Not your Grandad’s Bourbon

It’s week two of the Year of Drinking Adventurously.  Bourbon. (Find all 52 entries, here.)

This week we cross the pond from Scotland to the southern United States to sample bourbon, America’s most famous spirit.  Bourbon has enjoyed a resurgence of popularity recently.  Even cool kids like Hilary Clinton are drinking it.

huffpo-Hillary-Clinton.jpg
Hilary touring the Maker’s Mark Distillery, image courtesy Huffington Post

Now, I’m not going to pretend that I haven’t been caught up in this wave of bourbon trendiness.  Honestly, three or four years ago, I wouldn’t have touched the stuff given another whiskey option.  That’s what happens when your earliest bourbon memories are sneaking a taste of your Dad’s Old Grandad on the rocks when he isn’t looking.  Blech.

Then I met Woodford Reserve and my life was forever changed.  The thing I hated about bourbon was that “corny, sour mashy” taste and smell.  The Woodford had none of that.  Recently, I acquired a bottle of Blanton’s Bourbon and it’s become my new favorite.

My bottle, not my kitchen

However, I can’t find it in my local liquor store leaving me to buy this instead:

 

 

My bottle, my kitchen

 

 

 

 

 

 

 

 

 

So how does one drink their bourbon?  Straight up?  Yes.  But I can’t keep posting that every week, you’ll stop reading.  Here are 2 of my favorite options:

1. The classic Manhattan:manhattan-cocktail

In a shaker with ice:  3 oz. bourbon, 1 oz. sweet vermouth, 2-3 dashes bitters, 1 Maraschino cherry.  Shake and pour into Martini glass or if you prefer, serve on the rocks.

I know it looks like a girly drink but if you were hoping for a Cosmo, you will be sorely disappointed.  You have to like whiskey to like this cocktail.

2. The bourbon hot toddy:

(No photo because it looks like a cup of tea)

In a small sauce pan:  3-4 oz. bourbon, juice of half a lemon (or a fresh orange or tangerine is nice too), 1-2 tablespoons honey, water to dilute (not too much!)  Heat until honey has dissolved (don’t boil it or you’ll cook off the alcohol and then what would be the point?), serve in a teacup or mug.

Comfort in a cup!  Nice on a sore throat, too.  Even my tea-totaling Nana would have a hot toddy when she had a chest cold.  This was the perfect drink for me with the nagging cough I’ve been battling.

I struggled to tie this into writing.  Bourbon was the drink of choice for some famous authors like William Faulkner, Hunter S. Thompson and Samuel Clemens.  Bourbon is featured in the lyrics of over 400 hundred songs.  I’m sure it’s fueled the muse in many famous drinkers over the years.  That’s all I got!

Make sure you check out Lula’s post today.  She wrote about rye, bourbon’s kissing cousin!

 

45 thoughts on “Not your Grandad’s Bourbon

  1. We have a problem here…my husband is the whiskey/whisky man – I’m into all the other stuff.
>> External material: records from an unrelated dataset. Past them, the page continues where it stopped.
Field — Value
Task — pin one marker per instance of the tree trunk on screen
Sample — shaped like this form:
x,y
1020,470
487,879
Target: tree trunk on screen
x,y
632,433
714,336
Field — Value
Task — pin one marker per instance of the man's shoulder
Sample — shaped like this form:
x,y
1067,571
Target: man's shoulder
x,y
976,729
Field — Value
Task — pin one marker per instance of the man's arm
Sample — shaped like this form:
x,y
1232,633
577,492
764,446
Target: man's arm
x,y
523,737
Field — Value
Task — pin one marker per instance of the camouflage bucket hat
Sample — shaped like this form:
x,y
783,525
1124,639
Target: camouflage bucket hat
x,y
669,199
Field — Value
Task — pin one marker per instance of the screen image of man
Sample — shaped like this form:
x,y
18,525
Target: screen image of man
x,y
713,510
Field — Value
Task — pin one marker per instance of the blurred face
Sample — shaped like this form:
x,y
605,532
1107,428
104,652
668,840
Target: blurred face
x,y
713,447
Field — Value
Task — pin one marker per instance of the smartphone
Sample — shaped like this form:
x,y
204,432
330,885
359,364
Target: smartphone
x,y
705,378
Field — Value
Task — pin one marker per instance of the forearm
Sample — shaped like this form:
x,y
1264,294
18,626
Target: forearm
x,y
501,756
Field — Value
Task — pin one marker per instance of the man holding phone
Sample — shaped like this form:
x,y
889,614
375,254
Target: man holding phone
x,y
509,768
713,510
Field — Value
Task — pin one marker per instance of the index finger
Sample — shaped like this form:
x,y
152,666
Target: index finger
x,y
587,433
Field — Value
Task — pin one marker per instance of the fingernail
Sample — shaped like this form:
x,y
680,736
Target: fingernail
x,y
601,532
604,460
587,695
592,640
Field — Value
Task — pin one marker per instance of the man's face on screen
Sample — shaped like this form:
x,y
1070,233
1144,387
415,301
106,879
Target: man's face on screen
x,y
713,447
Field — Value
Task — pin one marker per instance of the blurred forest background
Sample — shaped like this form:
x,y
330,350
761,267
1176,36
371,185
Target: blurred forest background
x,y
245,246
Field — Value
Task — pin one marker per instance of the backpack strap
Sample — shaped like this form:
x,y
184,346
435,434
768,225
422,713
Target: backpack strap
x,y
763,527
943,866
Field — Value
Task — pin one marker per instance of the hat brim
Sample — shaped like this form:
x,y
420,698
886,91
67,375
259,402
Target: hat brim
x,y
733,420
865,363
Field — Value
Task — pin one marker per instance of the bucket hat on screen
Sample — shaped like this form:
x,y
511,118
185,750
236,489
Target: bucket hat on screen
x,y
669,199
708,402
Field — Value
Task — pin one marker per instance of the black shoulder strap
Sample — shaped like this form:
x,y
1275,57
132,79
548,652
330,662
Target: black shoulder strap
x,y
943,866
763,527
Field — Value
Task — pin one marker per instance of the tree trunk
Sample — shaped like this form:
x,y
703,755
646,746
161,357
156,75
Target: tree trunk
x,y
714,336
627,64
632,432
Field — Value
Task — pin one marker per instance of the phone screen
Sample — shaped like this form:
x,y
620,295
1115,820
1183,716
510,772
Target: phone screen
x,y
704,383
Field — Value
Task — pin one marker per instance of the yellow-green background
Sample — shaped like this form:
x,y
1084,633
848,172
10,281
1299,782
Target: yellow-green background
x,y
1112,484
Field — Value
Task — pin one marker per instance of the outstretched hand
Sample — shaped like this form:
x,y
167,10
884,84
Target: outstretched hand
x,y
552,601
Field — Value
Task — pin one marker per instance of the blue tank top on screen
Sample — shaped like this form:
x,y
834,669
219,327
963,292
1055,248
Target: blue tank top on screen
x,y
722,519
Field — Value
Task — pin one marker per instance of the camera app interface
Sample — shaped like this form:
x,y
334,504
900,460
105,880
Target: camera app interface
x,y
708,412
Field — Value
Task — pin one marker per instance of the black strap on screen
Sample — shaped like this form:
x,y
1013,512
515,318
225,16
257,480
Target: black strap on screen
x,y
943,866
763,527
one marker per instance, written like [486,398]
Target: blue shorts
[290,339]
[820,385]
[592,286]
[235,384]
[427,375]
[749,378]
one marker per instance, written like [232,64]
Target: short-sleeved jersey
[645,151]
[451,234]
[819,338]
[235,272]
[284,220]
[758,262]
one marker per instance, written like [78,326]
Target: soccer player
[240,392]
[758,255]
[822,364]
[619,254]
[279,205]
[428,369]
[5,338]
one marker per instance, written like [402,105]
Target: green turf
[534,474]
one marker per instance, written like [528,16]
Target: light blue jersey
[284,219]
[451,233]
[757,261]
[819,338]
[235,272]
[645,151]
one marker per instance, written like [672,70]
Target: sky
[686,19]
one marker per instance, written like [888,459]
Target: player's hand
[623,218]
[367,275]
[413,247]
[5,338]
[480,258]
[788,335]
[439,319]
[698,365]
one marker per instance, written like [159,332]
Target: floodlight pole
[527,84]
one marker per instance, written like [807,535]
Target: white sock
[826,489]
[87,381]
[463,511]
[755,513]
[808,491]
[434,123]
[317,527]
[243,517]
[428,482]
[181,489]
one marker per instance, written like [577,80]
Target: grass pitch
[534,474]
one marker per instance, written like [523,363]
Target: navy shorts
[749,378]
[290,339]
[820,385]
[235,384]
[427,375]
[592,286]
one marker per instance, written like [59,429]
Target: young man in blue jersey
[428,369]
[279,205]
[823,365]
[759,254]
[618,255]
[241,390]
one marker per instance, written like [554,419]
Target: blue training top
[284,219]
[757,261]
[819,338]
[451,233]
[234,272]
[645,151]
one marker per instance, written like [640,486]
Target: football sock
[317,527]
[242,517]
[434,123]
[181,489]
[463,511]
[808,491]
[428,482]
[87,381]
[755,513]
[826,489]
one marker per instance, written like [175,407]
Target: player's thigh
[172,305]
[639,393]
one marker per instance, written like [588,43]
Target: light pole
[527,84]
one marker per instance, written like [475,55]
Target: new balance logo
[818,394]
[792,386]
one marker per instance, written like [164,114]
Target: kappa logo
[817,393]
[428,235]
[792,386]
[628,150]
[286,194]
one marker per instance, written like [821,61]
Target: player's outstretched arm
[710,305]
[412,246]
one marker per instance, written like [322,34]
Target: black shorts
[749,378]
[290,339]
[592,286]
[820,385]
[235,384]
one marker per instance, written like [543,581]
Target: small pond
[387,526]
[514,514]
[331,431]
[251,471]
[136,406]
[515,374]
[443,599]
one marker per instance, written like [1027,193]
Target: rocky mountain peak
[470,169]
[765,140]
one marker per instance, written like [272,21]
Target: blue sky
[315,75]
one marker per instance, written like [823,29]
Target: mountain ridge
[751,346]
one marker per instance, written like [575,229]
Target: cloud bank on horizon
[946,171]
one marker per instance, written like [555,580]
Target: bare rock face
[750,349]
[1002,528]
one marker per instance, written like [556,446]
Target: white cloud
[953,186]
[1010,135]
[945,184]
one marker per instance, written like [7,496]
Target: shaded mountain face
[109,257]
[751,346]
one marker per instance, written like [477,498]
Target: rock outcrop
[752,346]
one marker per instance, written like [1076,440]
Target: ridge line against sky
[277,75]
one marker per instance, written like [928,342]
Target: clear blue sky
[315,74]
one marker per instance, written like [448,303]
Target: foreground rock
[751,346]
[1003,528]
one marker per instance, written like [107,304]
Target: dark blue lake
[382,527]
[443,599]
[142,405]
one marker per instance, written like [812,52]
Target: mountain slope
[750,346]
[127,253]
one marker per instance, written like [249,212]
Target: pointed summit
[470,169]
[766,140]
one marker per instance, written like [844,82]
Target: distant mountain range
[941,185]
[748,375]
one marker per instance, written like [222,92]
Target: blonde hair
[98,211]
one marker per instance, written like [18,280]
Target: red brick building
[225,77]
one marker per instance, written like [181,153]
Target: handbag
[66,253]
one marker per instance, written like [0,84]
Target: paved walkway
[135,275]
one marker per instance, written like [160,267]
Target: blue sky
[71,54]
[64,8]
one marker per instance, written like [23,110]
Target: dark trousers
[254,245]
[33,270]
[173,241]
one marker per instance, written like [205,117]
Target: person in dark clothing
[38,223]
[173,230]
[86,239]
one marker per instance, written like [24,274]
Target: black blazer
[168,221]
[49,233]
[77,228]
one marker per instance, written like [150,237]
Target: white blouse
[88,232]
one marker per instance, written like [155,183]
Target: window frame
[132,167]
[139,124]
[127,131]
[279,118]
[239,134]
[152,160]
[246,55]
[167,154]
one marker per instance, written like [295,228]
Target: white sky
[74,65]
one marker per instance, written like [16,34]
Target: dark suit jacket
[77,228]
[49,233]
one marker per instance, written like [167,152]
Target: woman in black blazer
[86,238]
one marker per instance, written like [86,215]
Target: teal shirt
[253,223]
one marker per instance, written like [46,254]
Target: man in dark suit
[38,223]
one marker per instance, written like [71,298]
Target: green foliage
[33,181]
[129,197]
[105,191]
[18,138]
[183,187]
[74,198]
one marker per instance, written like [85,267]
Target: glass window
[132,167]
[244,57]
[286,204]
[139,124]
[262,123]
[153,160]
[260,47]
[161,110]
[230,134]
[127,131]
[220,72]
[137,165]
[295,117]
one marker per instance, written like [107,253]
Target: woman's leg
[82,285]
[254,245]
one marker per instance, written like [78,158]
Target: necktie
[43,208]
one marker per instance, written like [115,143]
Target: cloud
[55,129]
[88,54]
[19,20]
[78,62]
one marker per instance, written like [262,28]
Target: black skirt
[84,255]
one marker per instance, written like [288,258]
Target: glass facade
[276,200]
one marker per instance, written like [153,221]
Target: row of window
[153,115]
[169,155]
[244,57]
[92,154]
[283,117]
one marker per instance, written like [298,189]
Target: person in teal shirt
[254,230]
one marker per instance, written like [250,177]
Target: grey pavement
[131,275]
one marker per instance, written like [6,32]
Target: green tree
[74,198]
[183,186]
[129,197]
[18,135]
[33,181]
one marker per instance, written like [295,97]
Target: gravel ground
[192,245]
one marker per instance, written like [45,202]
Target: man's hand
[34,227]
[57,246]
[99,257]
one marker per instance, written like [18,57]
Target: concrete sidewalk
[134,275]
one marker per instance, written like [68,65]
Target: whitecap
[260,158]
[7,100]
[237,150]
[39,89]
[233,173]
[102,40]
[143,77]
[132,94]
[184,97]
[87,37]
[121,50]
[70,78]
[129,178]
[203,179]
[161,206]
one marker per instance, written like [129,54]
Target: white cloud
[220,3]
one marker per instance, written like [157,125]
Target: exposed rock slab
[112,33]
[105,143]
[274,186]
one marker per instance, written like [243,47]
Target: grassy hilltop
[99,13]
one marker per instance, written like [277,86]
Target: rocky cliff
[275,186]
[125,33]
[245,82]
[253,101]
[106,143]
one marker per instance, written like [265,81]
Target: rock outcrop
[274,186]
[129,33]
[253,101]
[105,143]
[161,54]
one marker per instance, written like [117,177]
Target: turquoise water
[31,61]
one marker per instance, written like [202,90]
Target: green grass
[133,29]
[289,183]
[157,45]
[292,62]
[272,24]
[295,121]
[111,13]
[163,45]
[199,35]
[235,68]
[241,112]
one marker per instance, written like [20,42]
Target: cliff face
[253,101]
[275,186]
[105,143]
Occasionally I have something that calls for one of his treasures (and I must be sure to using the ones for mixing…not the prized spirits). Another one to try is Jefferson’s Reserve – he liked it but so did some of his friends who were new to whiskies. Now I go back to my spirit of the month…Rum!

    Liked by 1 person

  2. kissing cousin? That conjures up some unsavory images. A teetotaler misses out so many worldly delights. I am ashamed of myself. So this bourbon hot toddy – it looks like tea. Hmm…perhaps I could fool my brain into thinking that it was indeed tea and in the process sample a respectable alcoholic drink. (As you mention, quaffing whiskey from dad’s collection and puking all over doesn’t count.)

    Like

    1. Kissing cousin – perhaps that should be the subject of its own post. 😳

      If you aren’t much of a drinker, the bourbon hot toddy wouldn’t be a bad choice. Especially if you used the fresh orange juice. And yes, sneaking dad’s booze is an escapade that never ends well!